ストリートスマートは、小中学生の情報活用能力の育成を支援する「Google for Education 活用表」を、全国各地の教員に向けて無料公開することを、5月31日に発表した。
学習ツールとして1人1台端末の整備がほぼ完了した今、子どもたちが実際に端末を活用して情報を適切に収集したり、問題の発見や解決に取り組んだり、自身の考えを表現・発信したりといった「情報活用能力」を、学習活動のあらゆる場面で育むことが重要視されている。
このような状況を踏まえ、「Google for Education」を活用した情報活用能力の育成指標として「Google for Education 活用表」を提供することとなった。この活用表をもとに、さまざまな学習活動における効果的なICTの活用が進められ、情報活用能力の育成に役立てられることが期待できる。
「Google for Education 活用表」は、学習活動における情報活用能力の育成法を段階的に体系化した、教員のための具体的な指標。同活用表では、キーボード入力やアプリケーションの操作といった「基本的な操作」「情報モラル・情報セキュリティ」、情報を分析・整理・発信するといった「情報活用」「プログラミング」の4つに情報活用能力を大別し、それらを育成するために「Google for Education」のアプリケーションの活用方法が具体的に掲載されている。

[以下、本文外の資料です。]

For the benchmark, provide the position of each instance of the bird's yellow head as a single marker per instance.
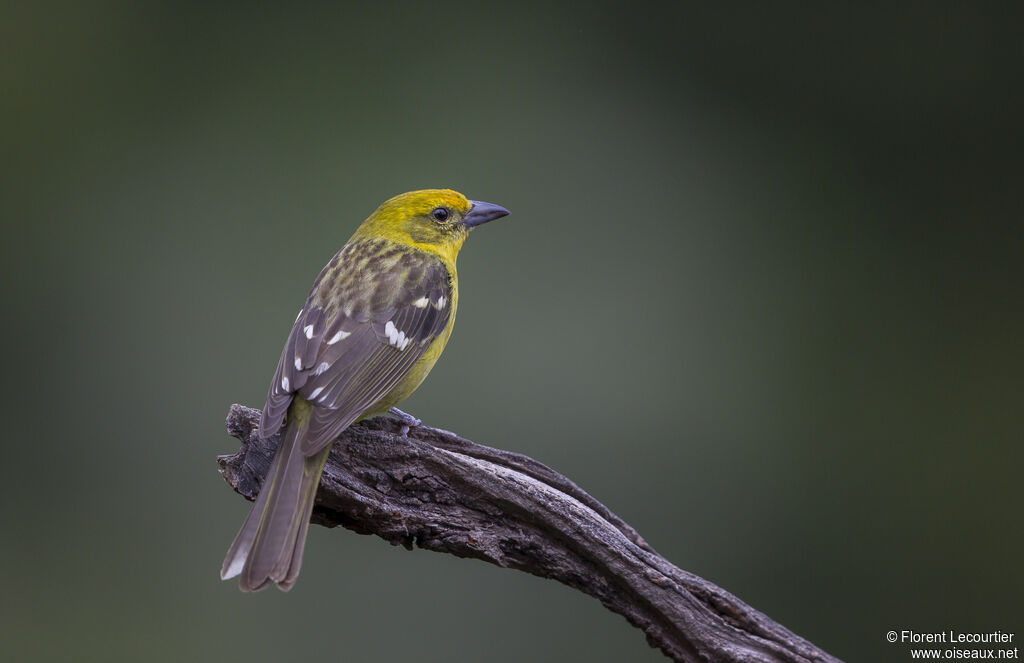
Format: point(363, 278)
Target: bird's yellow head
point(435, 220)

「Google for Education 活用表」のポイントは以下の通り。
ポイント1:義務教育期間で身に付けたい情報活用能力とクラスの現在地がわかる
同活用表は、1.低学年、2.中学年、3.高学年、4.中学校の4ステップで構成され、ステップごとに身に付けたい情報活用能力がまとめられている。また情報活用能力を大・中・小項目に整理することで、身に付けたい力がわかりやすく表現されている。
以下は、STEP1(小学校1・2年生)の例(一部)。
情報活用能力を大項目の「情報活用」、中項目の「整理分析」、小項目の「身に付けたい力」に整理し、「簡単な絵や図、表やグラフを使って情報を整理できる」や「1~2点の情報から、分かったことをまとめることができる」などの具体的で実践的な表現に落とし込んで記載されている。
漠然としていた情報活用能力を分解し、具体的かつ実践的な項目にまで明確化することで、日々の学習活動で取り組むイメージをつかめる。また小・中学校の9年間が4つに区切って示されているため、情報活用能力における到達目標の把握とともに、クラスの実態と照らし合わせることでクラスの現在地を知ることができ、活用表をその後の情報活用能力の育成計画としても利用できる。
義務教育の9年間分の情報活用能力の育成に見通しを持てるため、クラスや学年での利用にとどまらず、ICT活用のロードマップとして学校や自治体全体でも活用できる。
ポイント2:「Google for Education」を活用した情報活用能力の育み方がわかる
実践的な項目にまで分解されたそれぞれの情報活用能力を育成するにあたり、「Google for Education」のどのアプリケーションやツールを、学習活動にどのように取り入れればよいかについても具体的に記載されている。
以下は、STEP1(小学校1・2年生)「簡単な絵や図、表やグラフを使って情報を整理できる」の例。
身に付けたい力
簡単な絵や図、表やグラフを使って情報を整理できる。
活用するアプリ・ツール
「Google Jamboard」「Google スライド」
活用イメージ
ファイル上に用意された絵や図を移動させたり、表やグラフに手書きや音声入力で考えをメモしたりして情報を整理する。
授業での活用例
【算数】Google Jamboard上に用意された図形を動かして仲間ごとに分類し、図形の特徴について気づいたことを手書きメモで入力する。
このように、特定の情報活用能力を身に付けるためには「どのようなツールやアプリケーションを取り入れ、どういった学習活動でどう活用するか」を活用表に沿って実践することで、日常の学習活動の中で着実に情報活用能力を育成することが可能となる。
ほかにも「Google for Education」を活用した効果的な学びの実現のために、掲載されている内容をもとにほかの学習場面で応用したり、より有効な実践を検討したりするなど発展的に活用できる。
ポイント3:情報活用能力育成の指標として進捗管理にも活用できる
同活用表はダウンロード後、印刷して使うことが可能。各項目にはチェックボックスがついているため、いつでも見えるところに活用表を掲示し、実施した項目にチェックを入れることで情報活用能力育成の進捗管理にも活用できる。
同活用表には、これまで同社がICT支援サービスを通してそれぞれの自治体や学校の課題や状況に寄り添いながら、現場目線で幅広い提案型支援を展開し培ったノウハウが凝縮されている。なお同活用表には、自身の自治体や学校では使用していない、もしくは使用が制限されているアプリケーションやツールが記載されている場合があるため、所属の自治体や学校の実態に応じて柔軟に活用する必要がある。